There once was a time where I dreaded reading. I had this phase that while reading certain books, I grew bored of them, didn’t understand their plot, forgot names of the important characters, along with many other problems. If you’re a college student like me, you’re probably taking a literature course this semester. You may be fearing this certain course. You're going to read books you’ve never heard of, write essays and papers surrounding themes and symbols—all that good stuff you would expect from a literature course. Some of you may be nervous about reading the course texts, but why? Simply put, you may not be an effective reader, and know that all those themes, symbols, and essay instructions will fly right over your head, faster than James Patterson can write a book (he wrote twenty-one books in 2017).
But have no fear! Here are five reading tips that could help you become an effective reader. Don’t be afraid to try all the approaches listed; some tips may help you more than others, and that’s okay! Whether you’re trying to pass with a C, or you’re just looking for new ways to enhance your reading abilities, hopefully these tips will help you out.
1. Don’t cram it all in one day, but read often.
Sure, we all love the feeling where we can sit down and read for hours without stopping, but do we effectively retain and remember that information, say, two weeks later? Imagine you’re in a literature course: does the professor instruct you to read the whole book in a day or two? Absolutely not (and if they do I suggest they make their syllabi more flexible). Take it one day at a time. I suggest reading 30-70 pages a day. This allows you to reflect and dwell on what you’ve just read before moving on to the next part of the book. And if you’re reading for a class, don’t cram it the night before. You’re only going to be bitter about your life and eventually hate the book. Lastly, never stop reading. Reading feeds your creativity; it unlocks new possibilities, realities, and ideas you never thought possible.
2. Take your time.
Reading and sex both have a lot in common: they’re pleasurable, they can be done during the day or at night, and most importantly, neither should be rushed. If you’re reading a textbook, by all means, skim through the pages, because most of the time the textbook gives you too much information anyway. But never, ever skim a novel just to be through with it. Also, don’t use Sparknotes either. It’s like cheating on your book, and you will regret it later.

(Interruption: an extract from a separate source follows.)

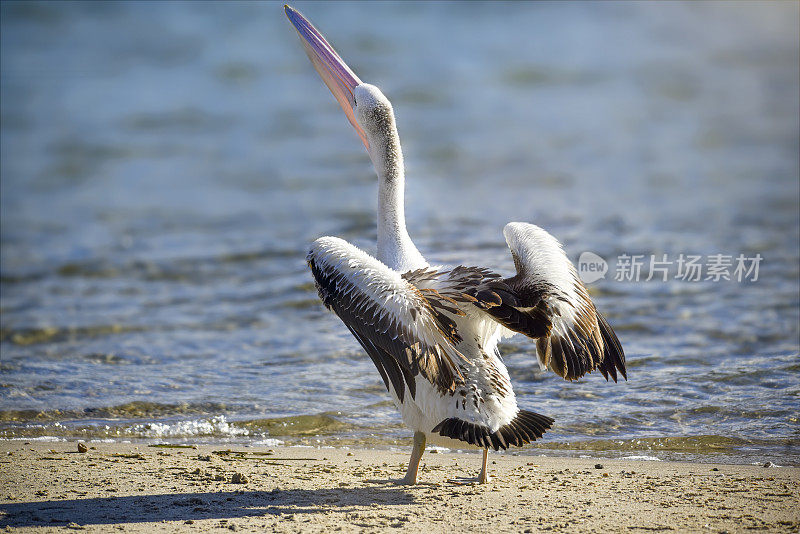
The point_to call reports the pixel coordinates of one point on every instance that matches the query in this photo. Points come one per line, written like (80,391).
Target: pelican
(433,332)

Annotating is perhaps the oldest trick in the book (no pun intended). Annotating with a pencil works, but I suggest using a pen or a highlighter. Pencil marks fade too easily on paper. Also, sticky notes and colorful tabs help as well. Now, highlighting and using sticky tabs are great, but what exactly should you be annotating? Below are some things:
-Circle character names when they first appear in the text. By circling the names, you don’t just skim over their name, you have to actually look at it for a bit longer than usual. Personally, when I do this, I tend to remember the character’s names every time.
-Underline and markup the setting’s details. The author may be telling you something about the characters and their personalities based off the settings they’re in. The details may also give you an idea of the world your characters are in.
-Underline colors, symbols, and whenever the weather is mentioned. Why weather? It's a symbol for change. If it’s sunny in the book and suddenly rains in the next chapter, you can anticipate that it’s about to get dreary for the characters. Sunshine can symbolize happy times, rain means sad times and that every character is soon going to struggle with something, springtime symbolizes change, fall symbolizes change for the worst, etc. You get the idea.
-Underline scandalous dialogue that the character says. By doing so, it’s easier to analyze or prove a point later on. For example, if you’re writing a paper on Lady Audley’s Secret, and you want to make an argument that Robert Audley is rude towards women, then you can easily go back and find the underlined sentence where he flat out says, “I hate women.” Basically, you’re “getting receipts.”
4. Write chapter summaries.
It’s pretty straightforward. Summarize what you’ve just read. If you hate this idea, then try this: get creative with your summaries. For example, after reading the chapter where Mr. Darcy asks for Elizabeth’s hand in marriage, write down something like, “Mr. Darcy liked it, so he put a ring on it.” You can even make a Vine reference in certain chapters, like the one where Gatsby dies: “Mr. Gatsby? Mr. Gatsby? Oh my fu**ing God he fu**ing dead.”. Or when Hamlet discovers his drink is poisoned in Act 5 Scene 2: “Come get y’all juice.” It’s more fun making creative summaries. Also, it will make it much easier when you’re doing a book report, so you’re not skimming through every single page trying to find a certain scene or moment.
5. Google unfamiliar words you come across.
It may sound like a lot of work, but when you come across a large word in a book, it takes mere seconds for you to pull out your iPhone and google the definition. I will often come across a word I’m unfamiliar with, circle it, google it, and then write a small explanation of the word in the book.
So there are 5 tips for reading more effectively. I hope these help you in your future classes and courses. What are some other tips that help?